Здесь будет уместно сделать оговорку во избежание недоразумений. Может показаться, что отказ от влечений и основанная на нем этика не являются существенной частью содержания религии, но в генетическом отношении они очень тесно связаны. Тотемизм, самая ранняя из известных нам форм религии, содержит в себе систему требований и запретов, сводящихся к отказу от влечений: почитание тотема и запрет причинять ему вред или убивать; экзогамию, то есть запрет на соития с матерями и сестрами; установление равных прав для всех членов братского союза, то есть ограничение кровавого соперничества между ними. В этих установлениях мы видим первые проявления обычного права и общественного порядка. От нашего внимания не должно ускользнуть то обстоятельство, что речь здесь идет о двух различных мотивациях. Первые два запрета касаются устраненного отца – они являются как бы продолжением его воли. Третье требование – требование равноправия для членов братского союза – посягает на волю отца, находя оправдание в необходимости устойчивого сохранения нового порядка, возникшего после устранения отца. В противном случае неизбежен рецидив прежнего положения вещей. Здесь социальные требования отделяются от других требований, вытекающих, как мы уже осмелились утверждать, из религиозных отношений.

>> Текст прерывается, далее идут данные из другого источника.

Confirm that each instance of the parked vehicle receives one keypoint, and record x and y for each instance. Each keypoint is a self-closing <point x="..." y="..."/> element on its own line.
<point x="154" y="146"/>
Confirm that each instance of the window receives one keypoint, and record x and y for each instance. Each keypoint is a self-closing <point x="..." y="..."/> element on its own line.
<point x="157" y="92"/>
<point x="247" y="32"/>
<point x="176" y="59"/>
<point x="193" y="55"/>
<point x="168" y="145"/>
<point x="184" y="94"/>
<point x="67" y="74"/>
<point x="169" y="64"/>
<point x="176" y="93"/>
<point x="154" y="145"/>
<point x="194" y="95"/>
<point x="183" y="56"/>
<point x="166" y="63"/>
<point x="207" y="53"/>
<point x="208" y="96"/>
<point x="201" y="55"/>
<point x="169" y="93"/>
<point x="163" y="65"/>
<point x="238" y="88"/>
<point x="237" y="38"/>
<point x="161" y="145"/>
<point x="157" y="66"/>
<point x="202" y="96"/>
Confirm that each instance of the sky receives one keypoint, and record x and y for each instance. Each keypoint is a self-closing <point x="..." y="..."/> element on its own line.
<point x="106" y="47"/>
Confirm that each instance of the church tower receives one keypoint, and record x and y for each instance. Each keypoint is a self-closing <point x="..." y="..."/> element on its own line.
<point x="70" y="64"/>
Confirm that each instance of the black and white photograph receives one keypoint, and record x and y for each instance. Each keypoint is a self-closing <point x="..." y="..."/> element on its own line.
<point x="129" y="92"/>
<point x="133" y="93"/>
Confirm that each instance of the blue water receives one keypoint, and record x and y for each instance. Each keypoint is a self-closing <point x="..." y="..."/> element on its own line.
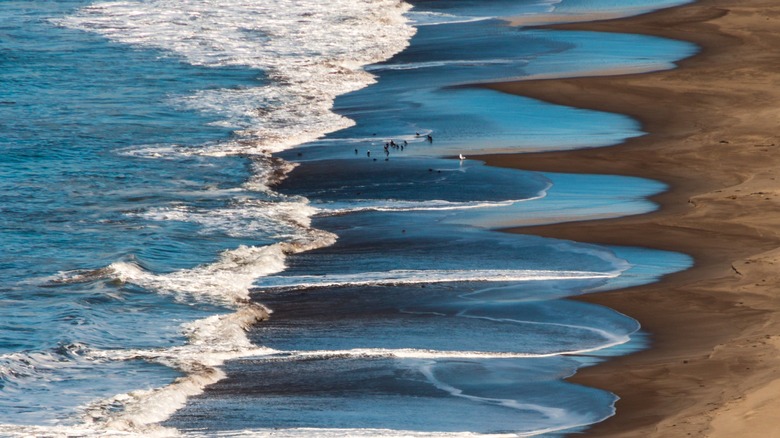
<point x="142" y="220"/>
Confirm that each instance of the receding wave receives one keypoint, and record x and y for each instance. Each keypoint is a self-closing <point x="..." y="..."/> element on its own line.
<point x="311" y="52"/>
<point x="424" y="276"/>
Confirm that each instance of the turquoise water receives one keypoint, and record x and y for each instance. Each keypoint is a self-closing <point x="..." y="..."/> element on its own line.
<point x="169" y="171"/>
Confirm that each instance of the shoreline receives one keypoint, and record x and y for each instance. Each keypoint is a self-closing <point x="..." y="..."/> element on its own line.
<point x="712" y="368"/>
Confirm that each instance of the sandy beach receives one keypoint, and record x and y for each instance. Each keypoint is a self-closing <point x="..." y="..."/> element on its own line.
<point x="713" y="136"/>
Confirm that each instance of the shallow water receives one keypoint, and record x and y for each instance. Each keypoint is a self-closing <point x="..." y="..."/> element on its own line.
<point x="144" y="218"/>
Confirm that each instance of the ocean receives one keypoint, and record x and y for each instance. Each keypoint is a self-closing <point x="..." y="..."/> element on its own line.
<point x="268" y="217"/>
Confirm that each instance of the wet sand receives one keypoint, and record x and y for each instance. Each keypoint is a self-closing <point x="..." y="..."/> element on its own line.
<point x="714" y="136"/>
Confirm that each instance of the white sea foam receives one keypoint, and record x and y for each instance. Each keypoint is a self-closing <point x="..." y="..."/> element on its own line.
<point x="309" y="51"/>
<point x="453" y="63"/>
<point x="425" y="276"/>
<point x="243" y="218"/>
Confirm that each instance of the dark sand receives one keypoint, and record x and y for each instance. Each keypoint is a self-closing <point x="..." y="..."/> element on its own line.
<point x="714" y="137"/>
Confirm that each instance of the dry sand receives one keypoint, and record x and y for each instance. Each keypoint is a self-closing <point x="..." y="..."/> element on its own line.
<point x="714" y="136"/>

В сокращенном виде все человеческие существа повторяют весь этот путь по ходу своего развития. Здесь также родительский авторитет – в особенности обладающего неограниченной властью и грозного отца – вынуждает ребенка отказаться от влечений и устанавливает, что ребенку разрешено, а что – нет. То, что в детстве называется «хорошо» и «плохо», когда место родителей займет Сверх-Я, станет называться «добром» и «злом» или добродетелью и пороком, но по существу это все то же подавление влечений по требованию авторитета, замещающего отца и продолжающего его дело.